Er werd een aanvraag voor een omgevingsvergunning ingediend bij het college van burgemeester en schepenen, die behandeld wordt volgens de vereenvoudigde procedure van het Omgevingsvergunningendecreet.
Projectnummer: | OMV_2023163852 |
Gegevens van de aanvrager: | mevrouw Jozefien Geukens met als adres Smaragdstraat 40 te 2600 Antwerpen en de heer Toon Hectors met als adres Smaragdstraat 45 te 2600 Antwerpen |
Ligging van het project: | Smaragdstraat 40 te 2600 Berchem (Antwerpen) |
Kadastrale percelen: | afdeling 22 sectie A nr. 80P3 |
Vergunningsplichten: | stedenbouwkundige handelingen |
Voorwerp van de aanvraag: | wijzigen van een eengezinswoning met uitbreiden van gelijkvloerse- en eerste verdieping en plaatsen van een wadi |
Omschrijving stedenbouwkundige handelingen
Relevante voorgeschiedenis
- 29/03/2019: vastgesteld bouwkundig erfgoed:
https://id.erfgoed.net/erfgoedobjecten/102552;
- 23/05/2001: vergunning (2001771) voor het aanbouwen van een garage.
Vergunde toestand
- functie:
- bouwvolume:
- gevelafwerking:
Bestaande toestand
- functie en inrichting ongewijzigd;
- bouwvolume:
- gevelafwerking;
Nieuwe toestand
- functie ongewijzigd.
- bouwvolume:
- gevelafwerking:
- inrichting:
Inhoud van de aanvraag
- uitbreiden van het volume;
- isoleren van de zijgevel:
- isoleren van dak en achtergevel;
- wijzigen van de scheimuren;
- doorvoeren van interne en constructieve werken;
- wijzigen van de voorgevel;
- plaatsen van een groendak;
- plaatsen van een septische- en hemelwaterput en een wadi.
Het decreet van 25 april 2014 betreffende de omgevingsvergunning, het decreet houdende algemene bepalingen inzake milieubeleid, de Vlaamse Codex Ruimtelijke Ordening, het decreet betreffende het integraal handelsvestigingsbeleid, het decreet betreffende het natuurbehoud en het natuurlijk milieu en hun uitvoeringsbesluiten zijn van toepassing.
Conform artikel 15 van het Omgevingsvergunningsdecreet is het college van burgemeester en schepenen voor zijn ambtsgebied in eerste administratieve aanleg bevoegd voor volgende aanvragen van:
Voorafgaand aan zijn beslissing neemt het college kennis van het verslag van de gemeentelijke omgevingsambtenaar.
Het verslag van de gemeentelijke omgevingsambtenaar luidt:
Adviezen
Externe adviezen
Adviesinstantie | Datum advies gevraagd | Datum advies ontvangen | Advies |
Onroerend Erfgoed | 28 december 2023 | 2 januari 2024 | Geen advies |
Interne adviezen
Adviesinstantie | Datum advies gevraagd | Datum advies |
Stadsontwikkeling/ Onroerend Erfgoed/ Monumentenzorg | 28 december 2023 | 20 februari 2024 |
Toetsing regelgeving en beleidsrichtlijnen
Plannen van aanleg, ruimtelijke uitvoeringsplannen en verkavelingen
Het eigendom is gelegen binnen de omschrijving van het gewestelijk ruimtelijk uitvoeringsplan GRUP Afbakening grootstedelijk gebied Antwerpen, goedgekeurd op 19 juni 2009.
Het eigendom is gelegen in het gewestplan Antwerpen (Koninklijk Besluit van 3 oktober 1979 en latere wijzigingen).

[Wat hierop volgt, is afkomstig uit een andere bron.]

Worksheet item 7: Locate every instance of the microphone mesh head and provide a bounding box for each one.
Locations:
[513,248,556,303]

Het eigendom ligt, volgens dit van kracht zijnde gewestplan, in een woongebied in de stedelijke agglomeratie van Antwerpen, dit is het gedeelte van de stad gelegen tussen de Kleine Ring en respectievelijk de reservatiestrook voor de aanleg van lijninfrastructuur (de A102) tussen Merksem en Wommelgem, de R11 tussen Wommelgem en Mortsel, de oostelijke grens van Mortsel en Hove en de reservatiestrook voor pijpleidingen tussen Hove/Kontich en Hemiksem.

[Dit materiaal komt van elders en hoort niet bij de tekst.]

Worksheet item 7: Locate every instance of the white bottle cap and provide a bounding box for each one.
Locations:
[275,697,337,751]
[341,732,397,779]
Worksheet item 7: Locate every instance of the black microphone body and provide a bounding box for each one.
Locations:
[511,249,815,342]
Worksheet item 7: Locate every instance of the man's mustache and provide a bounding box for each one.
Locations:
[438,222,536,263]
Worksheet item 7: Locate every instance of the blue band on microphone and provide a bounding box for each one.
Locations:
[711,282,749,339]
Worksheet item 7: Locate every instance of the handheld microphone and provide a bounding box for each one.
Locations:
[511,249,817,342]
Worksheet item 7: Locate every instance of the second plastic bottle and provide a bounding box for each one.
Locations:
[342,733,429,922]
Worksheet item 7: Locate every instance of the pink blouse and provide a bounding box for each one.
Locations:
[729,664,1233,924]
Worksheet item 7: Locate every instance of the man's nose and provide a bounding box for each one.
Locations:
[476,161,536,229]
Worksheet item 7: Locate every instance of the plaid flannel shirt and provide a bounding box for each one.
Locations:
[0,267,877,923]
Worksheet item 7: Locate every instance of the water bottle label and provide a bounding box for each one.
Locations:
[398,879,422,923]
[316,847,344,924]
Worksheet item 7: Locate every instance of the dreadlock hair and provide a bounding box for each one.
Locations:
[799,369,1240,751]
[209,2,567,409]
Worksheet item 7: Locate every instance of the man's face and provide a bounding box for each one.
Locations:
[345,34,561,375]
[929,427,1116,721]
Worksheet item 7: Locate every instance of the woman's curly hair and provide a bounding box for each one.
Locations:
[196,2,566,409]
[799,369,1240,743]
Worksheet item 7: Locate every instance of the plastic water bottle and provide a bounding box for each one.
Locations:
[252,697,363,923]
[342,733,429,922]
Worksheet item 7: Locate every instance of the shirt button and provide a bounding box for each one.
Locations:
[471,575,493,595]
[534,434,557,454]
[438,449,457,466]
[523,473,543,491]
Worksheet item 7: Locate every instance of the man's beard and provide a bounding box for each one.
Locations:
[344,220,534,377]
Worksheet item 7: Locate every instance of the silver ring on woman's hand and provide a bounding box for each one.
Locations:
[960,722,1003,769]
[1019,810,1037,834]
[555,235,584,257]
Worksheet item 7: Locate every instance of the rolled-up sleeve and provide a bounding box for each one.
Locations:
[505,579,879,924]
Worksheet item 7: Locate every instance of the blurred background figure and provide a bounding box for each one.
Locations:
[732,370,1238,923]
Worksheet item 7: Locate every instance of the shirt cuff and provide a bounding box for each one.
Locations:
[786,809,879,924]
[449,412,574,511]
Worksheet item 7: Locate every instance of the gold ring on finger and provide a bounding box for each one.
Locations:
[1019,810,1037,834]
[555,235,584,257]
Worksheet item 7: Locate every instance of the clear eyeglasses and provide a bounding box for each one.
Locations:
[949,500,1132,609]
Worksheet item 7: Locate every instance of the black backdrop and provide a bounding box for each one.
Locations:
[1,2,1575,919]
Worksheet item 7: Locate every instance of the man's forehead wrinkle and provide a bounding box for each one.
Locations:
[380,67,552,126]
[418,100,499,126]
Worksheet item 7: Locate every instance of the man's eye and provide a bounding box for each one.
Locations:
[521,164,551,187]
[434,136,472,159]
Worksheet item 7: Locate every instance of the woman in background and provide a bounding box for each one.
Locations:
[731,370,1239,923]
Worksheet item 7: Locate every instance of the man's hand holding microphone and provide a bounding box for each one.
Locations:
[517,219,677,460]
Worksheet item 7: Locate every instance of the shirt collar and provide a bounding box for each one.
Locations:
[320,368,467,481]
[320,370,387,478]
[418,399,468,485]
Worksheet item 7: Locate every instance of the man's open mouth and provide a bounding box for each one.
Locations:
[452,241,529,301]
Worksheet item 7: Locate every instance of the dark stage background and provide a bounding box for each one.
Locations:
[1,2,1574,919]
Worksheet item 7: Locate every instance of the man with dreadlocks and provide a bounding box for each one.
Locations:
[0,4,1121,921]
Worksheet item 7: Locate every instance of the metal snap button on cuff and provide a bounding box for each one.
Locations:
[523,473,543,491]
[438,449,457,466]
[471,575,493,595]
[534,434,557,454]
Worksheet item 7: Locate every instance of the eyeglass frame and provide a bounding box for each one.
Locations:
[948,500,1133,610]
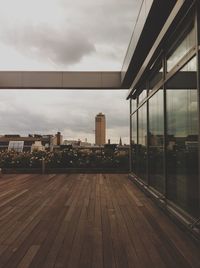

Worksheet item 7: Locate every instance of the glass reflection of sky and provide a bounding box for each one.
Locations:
[167,26,195,72]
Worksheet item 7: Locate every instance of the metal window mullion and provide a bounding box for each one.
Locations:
[130,48,196,116]
[130,99,132,173]
[195,0,200,215]
[165,46,196,80]
[136,97,139,175]
[136,97,139,146]
[163,53,168,200]
[146,81,150,186]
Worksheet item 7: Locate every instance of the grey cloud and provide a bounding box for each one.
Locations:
[0,105,128,137]
[0,24,95,66]
[0,109,56,134]
[59,0,142,61]
[48,90,129,128]
[0,90,129,142]
[0,108,91,135]
[0,0,138,141]
[60,0,142,43]
[0,0,142,66]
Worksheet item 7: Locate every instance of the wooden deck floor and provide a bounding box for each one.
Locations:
[0,173,199,268]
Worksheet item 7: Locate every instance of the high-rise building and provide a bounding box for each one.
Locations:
[52,132,63,146]
[95,113,106,145]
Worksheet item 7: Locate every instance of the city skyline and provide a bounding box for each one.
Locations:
[0,0,142,145]
[0,90,129,144]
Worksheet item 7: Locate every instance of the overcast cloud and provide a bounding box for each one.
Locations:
[0,0,142,143]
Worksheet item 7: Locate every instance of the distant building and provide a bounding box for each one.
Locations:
[80,141,92,147]
[63,140,80,146]
[0,134,53,152]
[51,132,63,146]
[95,113,106,145]
[8,141,24,152]
[0,136,42,152]
[63,139,91,147]
[31,141,45,152]
[119,137,122,146]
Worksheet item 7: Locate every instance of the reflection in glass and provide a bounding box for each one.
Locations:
[181,56,196,72]
[149,58,163,93]
[166,57,199,217]
[149,90,164,193]
[138,90,147,105]
[167,26,195,72]
[132,99,137,113]
[137,103,147,182]
[131,113,137,174]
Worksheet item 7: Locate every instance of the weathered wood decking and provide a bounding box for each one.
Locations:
[0,173,199,268]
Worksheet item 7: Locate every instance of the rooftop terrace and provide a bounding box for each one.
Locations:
[0,173,199,268]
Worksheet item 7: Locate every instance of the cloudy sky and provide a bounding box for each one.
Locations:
[0,0,142,143]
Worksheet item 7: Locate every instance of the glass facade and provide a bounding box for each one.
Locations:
[130,11,199,220]
[131,112,137,173]
[166,57,199,217]
[149,60,163,93]
[167,25,196,72]
[137,103,147,182]
[149,90,164,193]
[138,89,147,104]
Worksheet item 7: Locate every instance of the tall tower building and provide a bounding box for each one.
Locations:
[95,113,106,145]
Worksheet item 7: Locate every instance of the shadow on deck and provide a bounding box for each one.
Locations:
[0,173,199,268]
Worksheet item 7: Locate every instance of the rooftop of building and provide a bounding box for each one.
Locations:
[96,112,105,116]
[0,173,199,267]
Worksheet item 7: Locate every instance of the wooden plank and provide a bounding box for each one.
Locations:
[116,174,170,268]
[106,174,145,268]
[0,173,198,268]
[100,174,116,268]
[17,245,40,268]
[66,175,92,268]
[143,197,200,267]
[91,175,104,268]
[41,175,82,267]
[50,175,89,268]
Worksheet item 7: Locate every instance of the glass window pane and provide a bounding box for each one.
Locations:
[132,99,137,113]
[166,56,199,217]
[8,141,24,152]
[137,103,147,182]
[167,26,195,72]
[149,59,163,93]
[131,113,137,173]
[138,90,147,104]
[149,90,164,193]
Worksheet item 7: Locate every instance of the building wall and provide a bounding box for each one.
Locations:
[52,132,63,146]
[130,4,200,220]
[95,113,106,145]
[0,135,52,152]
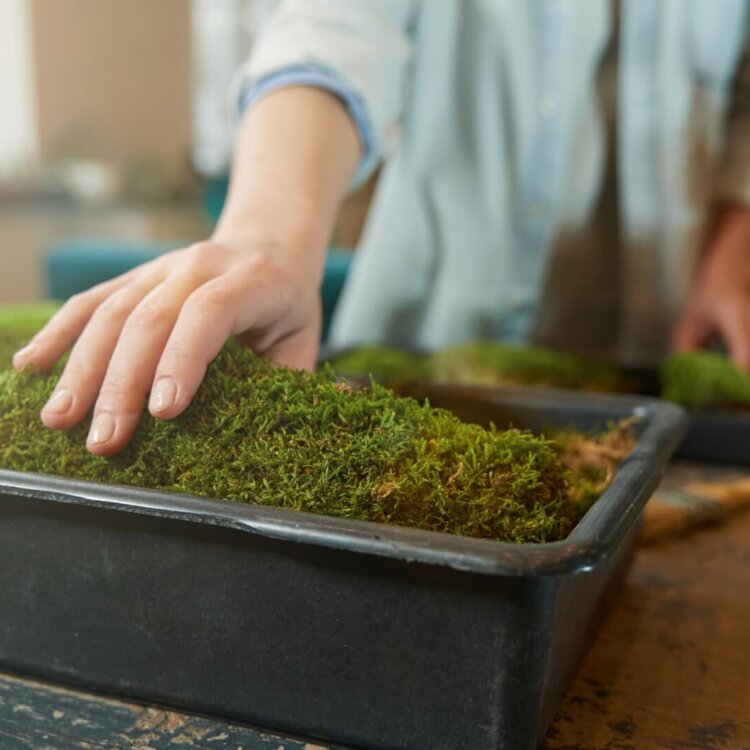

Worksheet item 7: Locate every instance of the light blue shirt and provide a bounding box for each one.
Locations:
[241,64,377,189]
[235,0,750,366]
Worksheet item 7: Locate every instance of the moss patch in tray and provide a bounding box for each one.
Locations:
[0,305,632,544]
[660,351,750,409]
[0,301,61,368]
[328,342,621,392]
[327,345,432,388]
[330,343,750,412]
[431,343,620,391]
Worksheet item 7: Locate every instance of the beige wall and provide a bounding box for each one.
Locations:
[0,0,38,173]
[29,0,191,181]
[0,2,204,307]
[0,202,212,305]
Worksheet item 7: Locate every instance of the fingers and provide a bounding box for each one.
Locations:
[676,297,750,371]
[81,270,210,455]
[262,304,321,371]
[12,274,133,372]
[149,257,301,420]
[14,242,317,457]
[672,307,712,353]
[263,330,319,371]
[40,270,166,434]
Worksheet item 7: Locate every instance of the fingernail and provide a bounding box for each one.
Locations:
[43,388,73,415]
[12,344,36,367]
[89,412,115,445]
[150,377,176,413]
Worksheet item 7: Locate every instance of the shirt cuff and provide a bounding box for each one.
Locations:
[239,64,378,190]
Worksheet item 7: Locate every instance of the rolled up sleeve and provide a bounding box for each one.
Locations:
[239,64,378,189]
[231,0,416,189]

De woongebieden zijn bestemd voor wonen, alsmede voor handel, dienstverlening, ambacht en kleinbedrijf voor zover deze taken van bedrijf om redenen van goede ruimtelijke ordening niet in een daartoe aangewezen gebied moeten worden afgezonderd, voor groene ruimten, voor sociaal-culturele inrichtingen, voor openbare nutsvoorzieningen, voor toeristische voorzieningen, voor agrarische bedrijven. Deze bedrijven, voorzieningen en inrichtingen mogen echter maar worden toegestaan voor zover ze verenigbaar zijn met de onmiddellijke omgeving, (Artikel 5 van het Koninklijk Besluit van 28 december 1972 betreffende de inrichting en toepassing van de ontwerpgewestplannen en de gewestplannen).

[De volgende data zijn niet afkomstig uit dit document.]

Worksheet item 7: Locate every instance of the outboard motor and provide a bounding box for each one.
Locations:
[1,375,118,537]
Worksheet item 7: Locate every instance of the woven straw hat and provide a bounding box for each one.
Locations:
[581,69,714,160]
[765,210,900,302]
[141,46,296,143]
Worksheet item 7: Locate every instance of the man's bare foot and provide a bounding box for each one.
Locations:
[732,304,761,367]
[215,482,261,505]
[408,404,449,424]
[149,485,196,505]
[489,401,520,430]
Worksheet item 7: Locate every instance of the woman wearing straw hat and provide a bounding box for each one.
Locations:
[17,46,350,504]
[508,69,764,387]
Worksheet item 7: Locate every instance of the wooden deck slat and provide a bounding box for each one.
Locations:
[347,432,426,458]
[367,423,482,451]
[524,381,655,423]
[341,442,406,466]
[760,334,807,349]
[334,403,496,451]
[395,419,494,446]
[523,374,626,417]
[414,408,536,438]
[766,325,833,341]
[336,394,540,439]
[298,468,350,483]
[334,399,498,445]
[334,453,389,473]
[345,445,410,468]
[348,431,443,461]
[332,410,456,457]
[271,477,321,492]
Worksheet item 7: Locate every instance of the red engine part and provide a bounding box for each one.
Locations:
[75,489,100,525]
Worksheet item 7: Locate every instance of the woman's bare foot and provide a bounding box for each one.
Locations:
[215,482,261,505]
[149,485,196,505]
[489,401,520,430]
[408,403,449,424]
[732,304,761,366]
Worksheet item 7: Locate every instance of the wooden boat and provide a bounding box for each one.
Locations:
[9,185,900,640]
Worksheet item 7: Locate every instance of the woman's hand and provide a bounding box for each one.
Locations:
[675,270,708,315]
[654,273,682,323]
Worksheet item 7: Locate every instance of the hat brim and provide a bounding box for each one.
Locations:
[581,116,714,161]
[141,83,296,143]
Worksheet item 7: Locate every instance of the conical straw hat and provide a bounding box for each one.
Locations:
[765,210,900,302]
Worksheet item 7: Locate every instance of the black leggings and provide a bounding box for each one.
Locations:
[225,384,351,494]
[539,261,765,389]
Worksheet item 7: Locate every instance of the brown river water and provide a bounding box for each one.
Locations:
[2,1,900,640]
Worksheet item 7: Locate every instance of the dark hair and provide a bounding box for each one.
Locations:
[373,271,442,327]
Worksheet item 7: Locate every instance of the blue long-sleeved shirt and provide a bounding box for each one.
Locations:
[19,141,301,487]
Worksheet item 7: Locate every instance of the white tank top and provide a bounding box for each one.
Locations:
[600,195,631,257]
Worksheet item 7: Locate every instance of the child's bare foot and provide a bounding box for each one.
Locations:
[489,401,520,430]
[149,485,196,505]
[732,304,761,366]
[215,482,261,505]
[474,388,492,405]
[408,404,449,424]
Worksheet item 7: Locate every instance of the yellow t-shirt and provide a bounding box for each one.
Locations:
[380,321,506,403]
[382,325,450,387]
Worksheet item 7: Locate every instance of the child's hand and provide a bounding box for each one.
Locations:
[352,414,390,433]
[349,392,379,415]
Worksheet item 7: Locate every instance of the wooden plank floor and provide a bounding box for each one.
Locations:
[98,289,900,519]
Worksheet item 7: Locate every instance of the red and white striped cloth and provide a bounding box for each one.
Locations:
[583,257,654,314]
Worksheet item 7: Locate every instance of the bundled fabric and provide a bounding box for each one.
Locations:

In dit gebied wordt de maximale bouwhoogte afgestemd op de volgende criteria:
- de in de onmiddellijke omgeving aanwezige bouwhoogten;
- de eigen aard van het betrokken gebied;
- de breedte van het voor het gebouw gelegen openbaar domein.
(Gewestelijke ruimtelijke uitvoeringsplannen (GRUP's) kan u raadplegen via https://omgeving.vlaanderen.be/grup. Het gewestplan kan u raadplegen via https://omgeving.vlaanderen.be/gewestplan.)
De aanvraag ligt niet in een verkaveling.
De aanvraag is in overeenstemming met de bepalingen van het gewestplan.
Gewestelijke stedenbouwkundige verordeningen
- Hemelwater: het besluit van de Vlaamse Regering van 10 februari 2023 tot vaststelling van een gewestelijke stedenbouwkundige verordening inzake hemelwater, tot wijziging van het besluit van de Vlaamse Regering van 16 juli 2010 tot bepaling van stedenbouwkundige handelingen waarvoor geen omgevingsvergunning nodig is en tot opheffing van het besluit van de Vlaamse Regering van 5 juli 2013 houdende vaststelling van een gewestelijke stedenbouwkundige verordening inzake hemelwaterputten, infiltratievoorzieningen, buffervoorzieningen en gescheiden lozing van afvalwater en hemelwater. (De verordening hemelwater kan u raadplegen via https://omgeving.vlaanderen.be, ga naar Decreten en uitvoeringsbesluiten > Verordeningen > Hemelwaterverordening 2023.
De aanvraag is in overeenstemming met de verordening hemelwater.
- Toegankelijkheid: het besluit van de Vlaamse regering van 5 juni 2009 tot vaststelling van een gewestelijke stedenbouwkundige verordening inzake toegankelijkheid (verder genoemd verordening toegankelijkheid).
(De verordening toegankelijkheid kan u raadplegen via https://omgeving.vlaanderen.be, ga naar Decreten en uitvoeringsbesluiten > Verordeningen > verordening toegankelijkheid)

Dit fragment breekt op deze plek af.